Naturally (for The Archers is, as some people have noticed, mere propaganda for polenta-munchers in Islington), our sympathies are so firmly directed towards Tommy Archer that the scriptwriters may as well be using signposts rather than dialogue. Brian Aldridge has been at his most moustache-twirlingly retributive (as in "that'll teach him a lesson"), the family is beginning to rally round - always a bad sign - and everyone is saying What A Marvel Usha Gupta, the lawyer, is. (Incidentally, for a lawyer, her fees seem to be remarkably low. So low that you would think this case is being done pro bono. Well? Is it?) Meanwhile, the bad boys at Genetech, or whatever the GM manufacturers are called, are mustering in the background, ready to take Tommy's pigs away from him.

But if Tommy Archer goes to prison, Tony Blair has a headache.
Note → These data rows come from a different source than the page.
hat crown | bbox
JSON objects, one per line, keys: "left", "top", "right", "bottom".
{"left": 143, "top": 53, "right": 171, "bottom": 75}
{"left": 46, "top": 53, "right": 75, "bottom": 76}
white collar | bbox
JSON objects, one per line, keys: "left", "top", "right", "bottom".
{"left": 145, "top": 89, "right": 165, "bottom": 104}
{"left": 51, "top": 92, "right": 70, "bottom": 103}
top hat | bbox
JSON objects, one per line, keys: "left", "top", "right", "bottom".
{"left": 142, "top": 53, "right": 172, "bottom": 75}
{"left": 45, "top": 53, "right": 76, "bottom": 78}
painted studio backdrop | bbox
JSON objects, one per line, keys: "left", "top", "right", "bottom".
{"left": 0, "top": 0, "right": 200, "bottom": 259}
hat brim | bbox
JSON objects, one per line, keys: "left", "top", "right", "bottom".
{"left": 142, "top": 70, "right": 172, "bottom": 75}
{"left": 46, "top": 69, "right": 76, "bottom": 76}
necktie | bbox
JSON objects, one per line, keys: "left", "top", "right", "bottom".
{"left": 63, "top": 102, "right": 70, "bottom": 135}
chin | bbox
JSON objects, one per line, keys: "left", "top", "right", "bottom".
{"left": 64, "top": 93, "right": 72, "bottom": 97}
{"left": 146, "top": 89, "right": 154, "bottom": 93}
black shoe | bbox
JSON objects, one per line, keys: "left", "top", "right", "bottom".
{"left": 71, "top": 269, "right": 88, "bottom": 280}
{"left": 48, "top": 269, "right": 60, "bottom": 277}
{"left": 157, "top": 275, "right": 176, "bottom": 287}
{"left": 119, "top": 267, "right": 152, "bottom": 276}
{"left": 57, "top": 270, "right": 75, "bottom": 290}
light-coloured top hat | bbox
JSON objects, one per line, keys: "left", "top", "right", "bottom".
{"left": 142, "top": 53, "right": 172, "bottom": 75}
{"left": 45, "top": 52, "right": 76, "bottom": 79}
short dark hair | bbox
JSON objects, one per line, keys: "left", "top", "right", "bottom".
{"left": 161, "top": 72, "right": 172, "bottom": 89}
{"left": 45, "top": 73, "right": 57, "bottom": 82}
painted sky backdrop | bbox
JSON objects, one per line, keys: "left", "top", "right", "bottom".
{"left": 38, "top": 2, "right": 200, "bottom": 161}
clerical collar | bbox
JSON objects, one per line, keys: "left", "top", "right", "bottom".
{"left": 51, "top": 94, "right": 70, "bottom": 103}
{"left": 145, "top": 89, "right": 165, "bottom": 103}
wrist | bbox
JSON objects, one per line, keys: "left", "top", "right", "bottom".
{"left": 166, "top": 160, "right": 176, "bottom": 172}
For it is Downing Street policy to issue supportive statements for characters in soap operas who have been unjustly incarcerated. Yet Tommy Archer's position is hardly likely to be one that the Prime Minister endorses. A U-turn on Blair's part would show weakness; and silence will only result in increasing national clamour - articles, perhaps in this very newspaper, demanding that Blair Does Something. And does something, moreover, that we approve of. The important thing is that the scriptwriters stick to their guns and their principles, in the way Tommy Archer so admirably has, and get him banged up something rotten.

Enough politics. If there are any freelance statue-erectors out there looking for work, I suggest they propose fashioning a monument to James L Brooks, who is responsible for the following TV programmes: The Mary Tyler Moore Show, Rhoda, Lou Grant, Taxi, and, to cut the list and bring it up to date, The Simpsons.

He was interviewed by Christopher Cook on Radio 3's new series, Postscript. (Tuesdays, 9.35.) Part of me thought that this was of sufficient general interest to have gone out on Radio 4, but one does not want Radio 3 to be purely a repository for the difficult or unpopular, and, besides, one of the great joys of having this programme go out on Radio 3 is that it offered listeners the chance to hear the name pronounced "Zeinfeld". Cook also favours placing the stress in the phrase "cutting edge" on the first, rather than the third syllable, which makes it seem both more cutting- edge and old-fashioned at the same time.

Anyway, Brooks came across, under Cook's friendly, deceptively acute questioning, as a decent man, full of integrity and courage. (We forgive his early work on an early network sitcom called "My Mother, the Car", in which the protagonist's mother is reincarnated as, um, a car.) Here he is on a certain kind of management style: "It's amazing how an executive can just float through TV and be this ... cretin [pronounced "Cretan"] who really just hurts quality, and no one ever hears from him again; and all he does during his time here is muck up things of real quality and value. And then there are the others you also never hear of, who sit at that desk where decisions are made for a time, and improve everybody's life in terms of reaching for quality." The writer's job was to "slap everybody's hand off the wheel who's trying to influence thought, and just stay true to your job".

One last thing. A few issues back, a parodist on Private Eye had a go at Mark and Lard, the afternoon DJs on Radio 1. The charge was, in short, that they were the yobbish, smirking and dirty-minded vanguard of the truly dumbed-down. As one of Mark Radcliffe's favourite poems is Donne's "The Good-Morrow" ("I wonder, by my troth, what thou and I did,/ till we loved...."), and he invited listeners to comment on Gordon Brown's sale of gold reserves by suggesting appropriate song titles (Winner: "Gordon is a Moron", by Jilted John), I'd say a recantation was in order. At least in time for the thrilling finals of the Anusol Frogging Championships.